This achievement has to be qualified with the caveat that a pipeline of delayed external payments has developed since late March, estimated at USD3bn by the IMF. A good proportion of the pipeline consists of the repatriation proceeds of exiting foreign portfolio investors (FPIs).

FX supply at the Investors’ and Exporters’ (I&E) window has picked up over the past three months thanks to flows from local sources (the CBN and local non-bank corporates, principally). That said, the level seen in December was less than half that in the ‘normal’ month of February when fx was available for all end-users.

Total reserves at end-December covered 7.5 months’ merchandise imports per the balance of payments (BoP) for the 12 months to end-June, and 4.8 months when we include imported services.

For FPIs there are obvious parallels to be drawn with Egypt. Both countries secured the condition-free IMF credit to tackle external shocks. Further, Egypt has signed up for an orthodox Fund programme, which for many investors has helped it to develop a better credit story. There are no payments pipeline and EM investors have returned in numbers to its local financial markets.
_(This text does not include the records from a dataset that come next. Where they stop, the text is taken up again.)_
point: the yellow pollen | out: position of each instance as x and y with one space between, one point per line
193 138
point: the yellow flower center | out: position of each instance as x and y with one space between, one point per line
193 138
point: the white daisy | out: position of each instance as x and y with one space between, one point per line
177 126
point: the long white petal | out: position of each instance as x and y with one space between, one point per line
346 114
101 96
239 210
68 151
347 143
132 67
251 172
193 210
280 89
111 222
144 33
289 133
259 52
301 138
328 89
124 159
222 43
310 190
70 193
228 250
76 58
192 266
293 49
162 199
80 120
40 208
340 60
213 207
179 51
In 2019/20 (July-June) Egypt posted a services surplus of USD9.0bn, compared with Nigeria’s deficit of USD28.2bn in the same period.

CBN’s series shows merely FX without SDR holdings and gold. It does not provide any colour on its swap arrangements. At the end of September Fitch estimated such obligations at USD5.4bn. The CBN does share movements on swaps (inflows and outflows) in one of its quarterly publications but not the underlying stock.


For South Africa, FX and gold reserves together totalled USD55.0bn at end-December. We then deduct FX deposits (which were part of FX reserves), the forward position and other transactions to arrive at the figure of USD52.1bn for the international liquidity position in the chart.

The year has opened well for the EM universe in terms of FPI flows. We hear from our good friends at FBN (UK) that net global inflows ytd have amounted to USD2.0bn for bonds and USD2.6bn for equities.